Él le contestó desde su habitación con voz baja y sumisa.
—¿Estás bien, cariño? Sólo quería saber cómo estabas.
—Sí, señora. Estoy bien.
Se oyó el leve ruido de unos juguetes que caían al suelo y el sonido de la risa del niño.
Se llamaban a sí mismos Movimiento por los Auténticos Vivos de Montana (MAVM), militantes que antiguamente se preocupaban por las guerras raciales que acabarían sacudiendo hasta la médula el crisol de culturas de Norteamérica. Pero, ahora, decía el hombre del MAVM, había una amenaza más grave.

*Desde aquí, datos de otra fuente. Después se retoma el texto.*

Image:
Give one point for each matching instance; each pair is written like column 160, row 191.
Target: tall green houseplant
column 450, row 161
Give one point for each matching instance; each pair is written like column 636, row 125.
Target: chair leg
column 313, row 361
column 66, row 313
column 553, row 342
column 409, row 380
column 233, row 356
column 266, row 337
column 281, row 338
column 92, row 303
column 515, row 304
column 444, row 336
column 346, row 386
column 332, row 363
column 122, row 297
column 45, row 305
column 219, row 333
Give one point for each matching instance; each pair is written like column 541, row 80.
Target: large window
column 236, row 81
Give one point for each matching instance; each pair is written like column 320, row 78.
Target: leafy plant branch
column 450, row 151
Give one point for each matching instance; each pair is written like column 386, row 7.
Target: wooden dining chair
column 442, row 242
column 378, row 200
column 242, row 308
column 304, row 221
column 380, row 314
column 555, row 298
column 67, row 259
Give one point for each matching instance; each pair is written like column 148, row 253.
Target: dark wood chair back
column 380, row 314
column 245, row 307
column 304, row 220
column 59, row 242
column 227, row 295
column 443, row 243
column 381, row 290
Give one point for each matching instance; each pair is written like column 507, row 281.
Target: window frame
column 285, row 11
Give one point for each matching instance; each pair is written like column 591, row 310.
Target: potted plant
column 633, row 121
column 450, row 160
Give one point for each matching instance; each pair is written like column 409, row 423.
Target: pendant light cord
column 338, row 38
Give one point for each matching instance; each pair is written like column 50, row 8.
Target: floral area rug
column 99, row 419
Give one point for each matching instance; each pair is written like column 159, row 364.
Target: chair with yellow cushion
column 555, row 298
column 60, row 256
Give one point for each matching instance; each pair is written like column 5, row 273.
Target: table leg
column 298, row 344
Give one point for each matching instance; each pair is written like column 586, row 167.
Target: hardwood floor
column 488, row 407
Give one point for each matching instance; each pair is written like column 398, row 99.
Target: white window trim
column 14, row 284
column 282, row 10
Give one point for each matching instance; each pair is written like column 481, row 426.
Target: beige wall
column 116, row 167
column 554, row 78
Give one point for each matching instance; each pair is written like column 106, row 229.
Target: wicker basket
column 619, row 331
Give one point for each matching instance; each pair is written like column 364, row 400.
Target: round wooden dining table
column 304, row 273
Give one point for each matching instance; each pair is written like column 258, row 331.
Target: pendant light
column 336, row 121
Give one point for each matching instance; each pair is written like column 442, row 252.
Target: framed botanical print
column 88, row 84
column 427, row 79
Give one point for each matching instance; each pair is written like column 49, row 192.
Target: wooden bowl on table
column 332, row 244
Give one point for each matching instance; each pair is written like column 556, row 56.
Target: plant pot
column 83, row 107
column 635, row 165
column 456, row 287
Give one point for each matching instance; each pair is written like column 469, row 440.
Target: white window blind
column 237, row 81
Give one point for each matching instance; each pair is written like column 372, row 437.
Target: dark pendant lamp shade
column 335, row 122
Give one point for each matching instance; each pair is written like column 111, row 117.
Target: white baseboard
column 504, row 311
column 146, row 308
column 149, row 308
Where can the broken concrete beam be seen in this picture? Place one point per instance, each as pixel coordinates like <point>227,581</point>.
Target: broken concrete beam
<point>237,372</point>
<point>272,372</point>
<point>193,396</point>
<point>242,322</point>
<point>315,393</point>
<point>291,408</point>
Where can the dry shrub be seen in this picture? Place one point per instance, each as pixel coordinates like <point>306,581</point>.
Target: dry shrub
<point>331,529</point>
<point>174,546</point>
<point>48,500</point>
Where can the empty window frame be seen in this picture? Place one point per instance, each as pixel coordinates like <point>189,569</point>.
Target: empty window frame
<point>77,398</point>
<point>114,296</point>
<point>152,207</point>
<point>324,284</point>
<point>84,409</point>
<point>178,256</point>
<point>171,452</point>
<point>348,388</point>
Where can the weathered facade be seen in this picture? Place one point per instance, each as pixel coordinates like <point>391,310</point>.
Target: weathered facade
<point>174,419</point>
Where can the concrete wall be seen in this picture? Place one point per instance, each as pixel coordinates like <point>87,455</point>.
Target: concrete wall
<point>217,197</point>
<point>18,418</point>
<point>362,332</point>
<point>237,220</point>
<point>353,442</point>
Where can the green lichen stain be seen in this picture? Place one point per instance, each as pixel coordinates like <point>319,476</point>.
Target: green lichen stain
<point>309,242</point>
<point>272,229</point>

—Ahí afuera hay algunos de nosotros que no tienen miedo de hacer lo que hay que hacer —declaró.
El programa de televisión terminó con Montana y regresó al estudio, donde el hombre del cabello plateado miró directamente a la cámara y luego a la hoja de papel, mientras en la parte inferior de la pantalla un titular decía: «¿Constituyen los Regresados una amenaza?».
El locutor pareció encontrar las palabras que había estado esperando.
—Después de Rochester, ésa es una pregunta que todos tenemos que formularnos.
—Si hay una cosa en la que Estados Unidos serán siempre líderes mundiales —declaró Harold— es en el número de gilipollas armados.
A su pesar, Lucille se echó a reír. Sin embargo, fue una risa efímera, porque el televisor tenía algo muy importante que decir y no era del tipo paciente. Los ojos del hombre parecían preocupados, como si se le hubiera estropeado el teleprompter.
—Conectamos ahora con el presidente de Estados Unidos —dijo de pronto.
—Ya estamos —saltó Harold.
—¡Shhhhhh! No seas pesimista.
—Soy realista.
—¡Eres un misántropo!
—¡Y tú, baptista!
—¡Y tú, calvo!
Continuaron así, en un tira y afloja, hasta que captaron lo que el presidente estaba diciendo.
—… permanezcan encerrados en sus casas hasta nuevo aviso.
Entonces pusieron fin a la disputa.
—¿Qué está pasando? —preguntó ella.
Acto seguido, aparecieron los titulares al pie de la pantalla, como casi toda la información en el mundo moderno. «Órdenes presidenciales: Regresados confinados en sus casas».
—Dios mío —dijo Lucille, palideciendo.
Afuera, a lo lejos en la autovía, los camiones se acercaban. Lucille y Harold no podían verlos, pero no por ello eran menos reales. Traían cambio e irrevocabilidad, consecuencia y permanencia.
Producían un ruido sordo como el trueno sobre el asfalto, llevando todas esas cosas, rugiendo mientras avanzaban en dirección a Arcadia.